NEWS

Airline to offer nonstop flight to Dominican Republic

Journal Staff
Bavaro Beach at the eastern end of Punta Cana, in the Dominican Republic. [File photo by Michael J. Peterson]

WARWICK — T. F. Green Airport will have another try at nonstop flights to the Caribbean this fall, as Sun Country Airlines will begin service to Punta Cana in the Dominican Republic, airline and airport officials announced Tuesday morning.

This follows short-lived service to Martinique and Guadeloupe begun in the fall of 2017 by Norwegian Air Shuttle, which, despite abandoning that route, still flies from Green to Ireland.

Why will service to the Dominican Republic be more successful?

"The flights to the Dominican Republic from this facility will probably always be sold out," said Joseph J. Solomon, mayor of the airport's host city of Warwick.

"We have very strong community support," said Iftikhar Ahmad, chief executive of the Rhode Island Airport Corporation, the state agency that runs Green and five smaller state-owned airports. "They asked for it."

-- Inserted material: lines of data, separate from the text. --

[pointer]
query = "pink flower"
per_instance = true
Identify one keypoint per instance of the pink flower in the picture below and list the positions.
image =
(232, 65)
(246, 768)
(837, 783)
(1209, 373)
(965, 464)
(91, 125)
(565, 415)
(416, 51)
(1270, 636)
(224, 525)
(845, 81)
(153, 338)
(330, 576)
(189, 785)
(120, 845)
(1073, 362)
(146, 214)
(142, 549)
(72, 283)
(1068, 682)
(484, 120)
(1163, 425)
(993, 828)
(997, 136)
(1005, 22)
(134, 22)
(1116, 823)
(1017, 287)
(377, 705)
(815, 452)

As Jorge Elorza, mayor of Providence, put it: Rhode Island is home to 40,000 Dominicans, the largest Latino group in the state. "This is a big deal," Elorza said. "This is a very, very big deal."

Ahmad said of the size of the Dominican population in Rhode Island: "It will be able to support a flight."

Ahmad also expects Green's convenient size will attract travelers who might otherwise go to Boston Logan International Airport. He said parking is cheaper and security screening is quicker at Green. And, because Green has limited international service, passing through customs on the way back is quicker, too, he said. "You're not standing in a long line like they do at Logan. You're the only flight."

And $190 fares each way will make Green competitive, he said.

Providence City Council President Sabina Matos, a native of the Dominican Republic, said, "I think it's going to be very successful."

Sun Country Airlines spokeswoman Kirsten Wenker said the airline expects a mixture of travelers visiting family — either here or in the Dominican Republic — and those going to the Dominican for vacation. "We should have a good combination of both," Wenker said.

Service will begin Nov. 16 with one flight a week on Saturdays. On Dec. 25, a second weekly flight will be added on Wednesdays.

Sun Country began service from Green to Nashville and Minneapolis in April, and is scheduled to add service from Green to New Orleans and Las Vegas in September.

After Tuesday's morning news conference to announce the Dominican service, T.F. Green sent a news release inviting reporters to the airport on Wednesday to announce a new regional tourism route by a new airline, Southern Airways Express.

An airport spokesman declined to say where the airline would fly from Green, but Southern Airways Express operates a fleet of Cessna Caravans and Grand Caravans, single-prop planes that typically seat nine, and are often used to connect mainland airports to nearby island destinations. The airline flies regional routes within Pennsylvania and neighboring states, within a group of six southern states, in southern California and among the Hawaiian islands.